Les mesures de sécurité
Société

Les mesures de sécurité

Comment faire pour contrer la menace terroriste sans pour autant concéder trop de pouvoir à l’État sur nos vies? Où situer le point d’équilibre entre sécurité et liberté? Ici encore, les avis divergent.

Anne McLellan

, ministre fédérale de la Justice

"Le 11 septembre a fait la preuve d’une nouvelle forme de terrorisme et, surtout, a confirmé l’échec du droit criminel fondé sur la poursuite des coupables. Que faire quand les criminels meurent avec leurs victimes? Vous devez, pour prévenir d’autres actes du genre, donner à vos services de renseignements et à vos corps policiers les moyens de déceler très tôt les activités terroristes.

"Nous avons apporté des amendements à la loi C-36 pour la rendre plus précise, et ceux qui ont toujours peur qu’une manifestation étudiante soit confondue avec un acte terroriste n’ont simplement pas lu la loi. Et puis, il y aura toujours des gens pour faire des scénarios du pire, mais je ne vis pas dans ce monde-là. Mon travail est de faire en sorte que les Canadiens se sentent en sécurité et on a travaillé très fort pour s’assurer de ne pas brimer les droits et libertés. Notre objectif était de concilier l’efficacité et la justice, et la Charte n’empêche pas un gouvernement de protéger ses citoyens contre la terreur.
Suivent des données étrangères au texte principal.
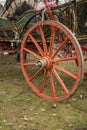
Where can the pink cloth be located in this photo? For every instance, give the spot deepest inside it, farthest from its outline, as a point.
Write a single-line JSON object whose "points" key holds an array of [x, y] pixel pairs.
{"points": [[41, 5]]}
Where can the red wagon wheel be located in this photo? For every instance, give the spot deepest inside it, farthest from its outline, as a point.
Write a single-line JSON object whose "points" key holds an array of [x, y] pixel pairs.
{"points": [[49, 72]]}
On devra maintenant s’assurer que la population et tous ceux en charge de l’application de la loi, comme la police ou les tribunaux, soient bien informés."

* Le projet de loi C-42 sur la sécurité publique ne relevant pas de ses compétences, la ministre de la Justice a refusé de le commenter.
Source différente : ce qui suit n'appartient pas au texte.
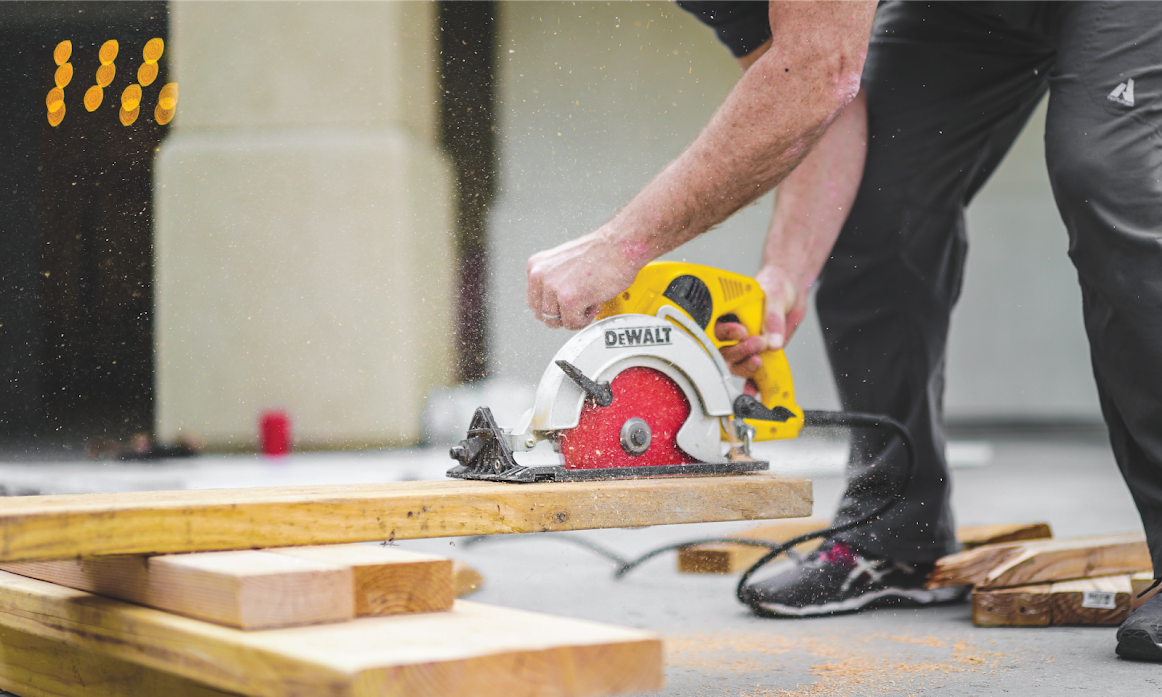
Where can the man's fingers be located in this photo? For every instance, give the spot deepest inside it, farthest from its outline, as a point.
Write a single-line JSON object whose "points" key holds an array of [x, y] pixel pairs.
{"points": [[730, 331], [744, 350], [776, 330], [746, 368]]}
Gilles Duceppe, chef du Bloc québécois

"Au début de la crise, on s’entendait tous pour dire qu’il fallait renforcer un certain nombre de mesures de sécurité, sans pour autant briser l’équilibre avec la liberté. Mais dès lors qu’est venu le temps de concrétiser ces principes, cet équilibre a été rompu.
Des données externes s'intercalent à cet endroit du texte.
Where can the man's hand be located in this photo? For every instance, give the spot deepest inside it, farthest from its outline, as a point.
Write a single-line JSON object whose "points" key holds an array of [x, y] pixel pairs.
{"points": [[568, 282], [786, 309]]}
"La loi C-36 demeure trop vague quant à la définition d’un acte terroriste. Est-ce qu’un manifestant qui détruirait des biens matériels causant des blessures à une personne pourrait être considéré comme un terroriste? Je ne dis pas que c’est bien de faire ça, mais ce n’est pas la même chose. Aussi, le pouvoir de la ministre de la Justice en matière d’accès à l’information et de protection de la vie privée est trop grand, elle est juge et partie et s’arroge tous les pouvoirs. Nous, on voulait qu’un juge puisse décider de l’application. Ajoutons à cela l’absence d’une véritable clause crépusculaire.

"Quant au projet de loi C-42, sur la sécurité publique, il est encore plus litigieux avec l’absence de recours en justice et la suspension des droits. Lorsque j’ai posé la question à M. Chrétien à savoir si la "zone militaire sécurisée" – à l’intérieur de laquelle les droits peuvent être suspendus – aurait pu être celle du périmètre du Sommet des Amériques, il m’a répondu que j’essayais de faire peur au monde. Or, une haute fonctionnaire fédérale a cité ce cas en exemple aux ministres provinciaux de la Justice deux jours plus tard… Face au terrorisme, il faut parfois intervenir par la force, mais il ne faut pas pour autant abdiquer toutes nos valeurs."